[SPARK-52051][ML][CONNECT] Enable model summary when memory control is enabled

WeichenXu123 · WeichenXu123 · commit 568f92017fe1 · 2025-05-09T22:33:41.000+08:00
### What changes were proposed in this pull request? Enable model summary in SparkConnect when memory control is enabled. ### Why are the changes needed? Motivation: model summary is necessary in many use-cases. although it hasn't support offloading, we can still enable it. User can use the summary object within the offloading timeout. ### Does this PR introduce _any_ user-facing change? No. ### How was this patch tested? Unit tests. ### Was this patch authored or co-authored using generative AI tooling? No. Closes apache#50843 from WeichenXu123/spark-connect-enable-summary. Lead-authored-by: Weichen Xu <weichen.xu@databricks.com> Co-authored-by: WeichenXu <weichen.xu@databricks.com> Signed-off-by: Weichen Xu <weichen.xu@databricks.com>
diff --git a/common/utils/src/main/resources/error/error-conditions.json b/common/utils/src/main/resources/error/error-conditions.json
@@ -826,15 +826,17 @@
       },
       "CACHE_INVALID" : {
         "message" : [
-          "Cannot retrieve <objectName> from the ML cache.
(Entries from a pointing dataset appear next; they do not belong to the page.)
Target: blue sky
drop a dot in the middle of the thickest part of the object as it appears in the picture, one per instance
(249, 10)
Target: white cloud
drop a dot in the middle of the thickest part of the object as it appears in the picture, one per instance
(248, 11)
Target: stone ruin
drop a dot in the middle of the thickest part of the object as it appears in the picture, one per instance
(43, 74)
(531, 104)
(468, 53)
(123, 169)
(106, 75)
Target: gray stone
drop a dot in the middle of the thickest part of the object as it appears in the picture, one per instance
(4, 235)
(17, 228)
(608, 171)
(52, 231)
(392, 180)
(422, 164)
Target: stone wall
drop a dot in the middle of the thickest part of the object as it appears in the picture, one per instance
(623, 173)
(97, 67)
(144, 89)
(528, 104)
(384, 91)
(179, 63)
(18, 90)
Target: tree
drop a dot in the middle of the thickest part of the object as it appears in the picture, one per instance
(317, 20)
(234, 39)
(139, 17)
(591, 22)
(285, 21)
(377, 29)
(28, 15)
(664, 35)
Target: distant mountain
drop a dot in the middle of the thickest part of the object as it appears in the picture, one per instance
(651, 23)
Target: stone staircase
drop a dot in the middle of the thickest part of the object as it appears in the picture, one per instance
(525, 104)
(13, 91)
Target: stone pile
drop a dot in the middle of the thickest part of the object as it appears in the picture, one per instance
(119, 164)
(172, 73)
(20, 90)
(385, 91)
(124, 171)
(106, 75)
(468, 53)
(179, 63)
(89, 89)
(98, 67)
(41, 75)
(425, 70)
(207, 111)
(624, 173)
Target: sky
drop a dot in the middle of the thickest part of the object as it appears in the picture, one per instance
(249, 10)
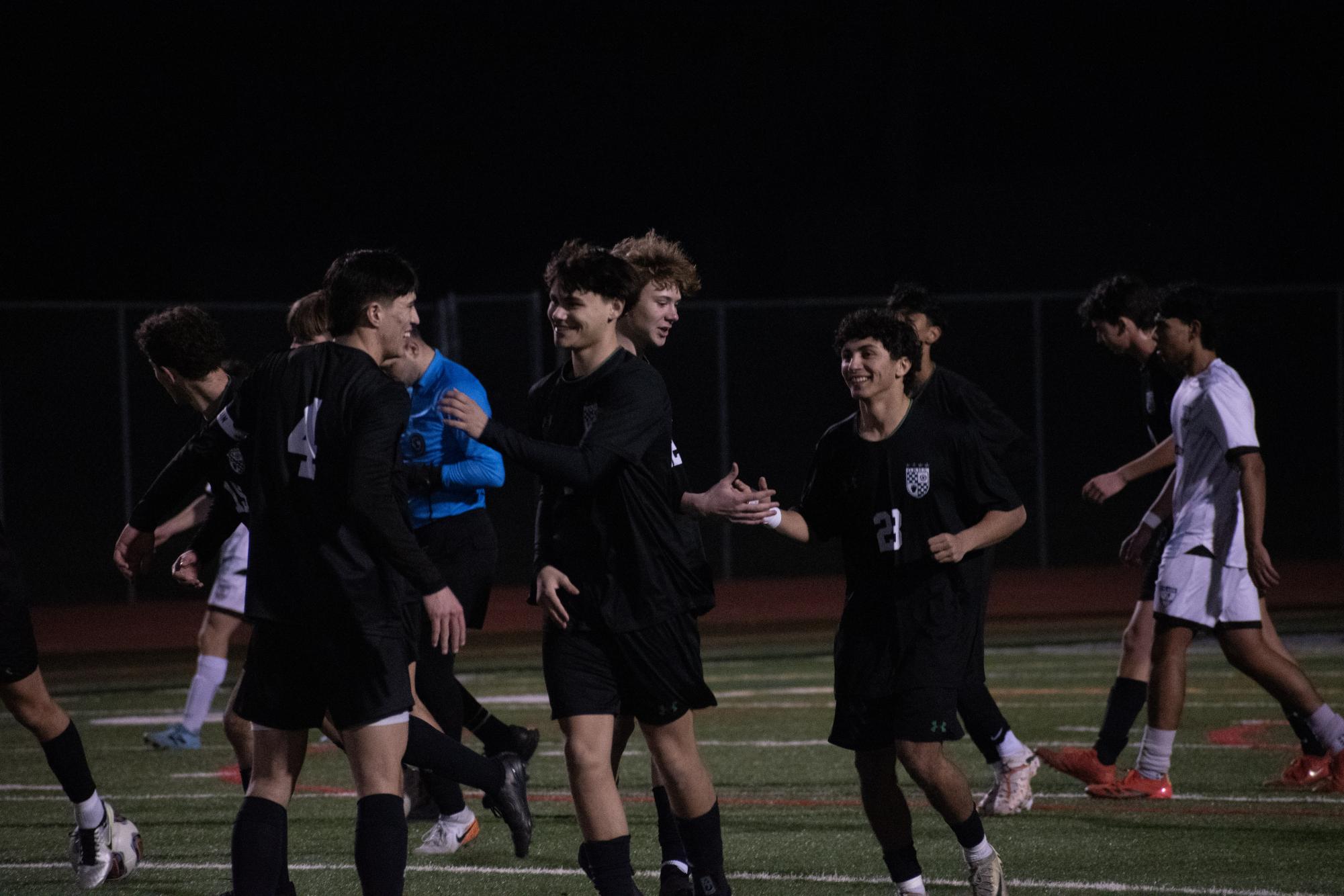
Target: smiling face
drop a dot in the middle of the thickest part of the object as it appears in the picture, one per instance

It is probably because the entry has been evicted."
+          "Cannot retrieve Summary object <objectName> from the ML cache.",
+          "The Summary object is evicted if it hasn't been used a specified period of time.",
+          "You can configure the timeout by setting Spark cluster configure 'spark.connect.session.connectML.mlCache.memoryControl.offloadingTimeout'."
         ]
       },
       "ML_CACHE_SIZE_OVERFLOW_EXCEPTION" : {
         "message" : [
           "The model cache size in current session is about to exceed",
           "<mlCacheMaxSize> bytes.",
           "Please delete existing cached model by executing 'del model' in python client before fitting new model or loading new model,",
-          "or increase Spark config 'spark.connect.session.connectML.mlCache.memoryControl.maxSize'."
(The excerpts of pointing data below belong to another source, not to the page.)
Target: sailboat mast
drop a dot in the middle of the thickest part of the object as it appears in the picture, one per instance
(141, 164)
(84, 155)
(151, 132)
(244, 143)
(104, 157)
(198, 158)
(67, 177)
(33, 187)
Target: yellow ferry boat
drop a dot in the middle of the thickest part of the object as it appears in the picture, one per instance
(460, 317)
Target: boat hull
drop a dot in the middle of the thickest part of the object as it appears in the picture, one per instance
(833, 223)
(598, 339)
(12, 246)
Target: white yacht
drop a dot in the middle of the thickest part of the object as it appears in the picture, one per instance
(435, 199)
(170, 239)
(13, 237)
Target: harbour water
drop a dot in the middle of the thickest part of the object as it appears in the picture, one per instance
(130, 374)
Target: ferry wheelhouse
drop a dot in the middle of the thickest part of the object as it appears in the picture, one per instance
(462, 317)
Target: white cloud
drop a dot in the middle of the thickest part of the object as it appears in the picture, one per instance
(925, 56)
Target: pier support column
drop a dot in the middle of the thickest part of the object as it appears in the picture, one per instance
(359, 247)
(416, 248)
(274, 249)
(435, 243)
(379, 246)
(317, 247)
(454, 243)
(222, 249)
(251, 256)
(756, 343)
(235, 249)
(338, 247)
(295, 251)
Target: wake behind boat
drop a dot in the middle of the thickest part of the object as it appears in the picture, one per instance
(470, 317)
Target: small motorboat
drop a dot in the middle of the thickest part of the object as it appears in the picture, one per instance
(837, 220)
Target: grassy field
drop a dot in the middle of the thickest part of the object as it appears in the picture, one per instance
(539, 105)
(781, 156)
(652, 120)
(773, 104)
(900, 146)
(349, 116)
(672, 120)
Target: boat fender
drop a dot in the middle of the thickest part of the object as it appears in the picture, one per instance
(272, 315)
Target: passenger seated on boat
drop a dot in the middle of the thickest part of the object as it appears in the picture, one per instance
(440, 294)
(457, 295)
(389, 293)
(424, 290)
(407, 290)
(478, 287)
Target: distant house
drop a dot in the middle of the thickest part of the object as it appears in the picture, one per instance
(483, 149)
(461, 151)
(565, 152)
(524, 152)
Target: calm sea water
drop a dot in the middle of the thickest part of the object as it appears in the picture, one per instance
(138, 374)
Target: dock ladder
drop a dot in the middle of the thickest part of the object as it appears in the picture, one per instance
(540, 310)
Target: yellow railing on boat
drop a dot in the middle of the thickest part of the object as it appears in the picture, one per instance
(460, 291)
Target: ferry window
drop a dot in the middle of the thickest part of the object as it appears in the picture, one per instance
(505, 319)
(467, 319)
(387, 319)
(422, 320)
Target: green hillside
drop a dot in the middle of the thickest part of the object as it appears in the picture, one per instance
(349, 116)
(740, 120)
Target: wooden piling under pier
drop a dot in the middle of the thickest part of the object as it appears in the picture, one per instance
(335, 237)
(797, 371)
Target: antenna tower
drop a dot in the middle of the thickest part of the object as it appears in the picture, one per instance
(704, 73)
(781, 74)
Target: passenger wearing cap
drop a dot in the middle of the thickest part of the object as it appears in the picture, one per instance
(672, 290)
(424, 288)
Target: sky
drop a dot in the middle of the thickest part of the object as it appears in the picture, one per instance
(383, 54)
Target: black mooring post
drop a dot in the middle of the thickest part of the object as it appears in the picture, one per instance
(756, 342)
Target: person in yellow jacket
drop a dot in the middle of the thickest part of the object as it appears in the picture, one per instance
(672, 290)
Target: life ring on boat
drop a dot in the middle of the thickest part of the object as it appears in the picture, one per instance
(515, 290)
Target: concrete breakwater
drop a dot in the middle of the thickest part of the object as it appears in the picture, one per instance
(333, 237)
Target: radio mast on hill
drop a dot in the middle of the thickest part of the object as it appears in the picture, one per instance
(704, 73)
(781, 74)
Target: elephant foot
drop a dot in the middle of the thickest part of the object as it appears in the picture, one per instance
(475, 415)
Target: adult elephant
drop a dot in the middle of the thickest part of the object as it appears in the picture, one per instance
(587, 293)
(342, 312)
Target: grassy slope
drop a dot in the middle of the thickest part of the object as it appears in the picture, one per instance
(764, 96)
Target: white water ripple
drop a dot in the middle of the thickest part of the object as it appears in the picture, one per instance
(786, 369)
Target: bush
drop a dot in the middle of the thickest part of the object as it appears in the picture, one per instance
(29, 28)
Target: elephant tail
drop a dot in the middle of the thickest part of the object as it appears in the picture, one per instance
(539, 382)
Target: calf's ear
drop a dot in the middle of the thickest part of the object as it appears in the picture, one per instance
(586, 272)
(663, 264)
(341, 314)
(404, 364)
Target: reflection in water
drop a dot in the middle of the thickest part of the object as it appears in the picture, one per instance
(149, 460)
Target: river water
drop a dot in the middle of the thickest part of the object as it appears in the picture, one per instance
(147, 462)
+          "or increase Spark config 'spark.connect.session.connectML.mlCache.memoryControl.maxStorageSize'."
         ]
       },
       "MODEL_SIZE_OVERFLOW_EXCEPTION" : {
diff --git a/mllib/src/main/scala/org/apache/spark/ml/classification/FMClassifier.scala b/mllib/src/main/scala/org/apache/spark/ml/classification/FMClassifier.scala
@@ -224,18 +224,15 @@ class FMClassifier @Since("3.0.0") (
     val model = copyValues(new FMClassificationModel(uid, intercept, linear, factors))
     val weightColName = if (!isDefined(weightCol)) "weightCol" else $(weightCol)
 
-    if (SummaryUtils.enableTrainingSummary) {
-      val (summaryModel, probabilityColName, predictionColName) = model.findSummaryModel()
-      val summary = new FMClassificationTrainingSummaryImpl(
-        summaryModel.transform(dataset),
-        probabilityColName,
-        predictionColName,
-        $(labelCol),
-        weightColName,
-        objectiveHistory)
-      model.setSummary(Some(summary))
-    }
-    model
+    val (summaryModel, probabilityColName, predictionColName) = model.findSummaryModel()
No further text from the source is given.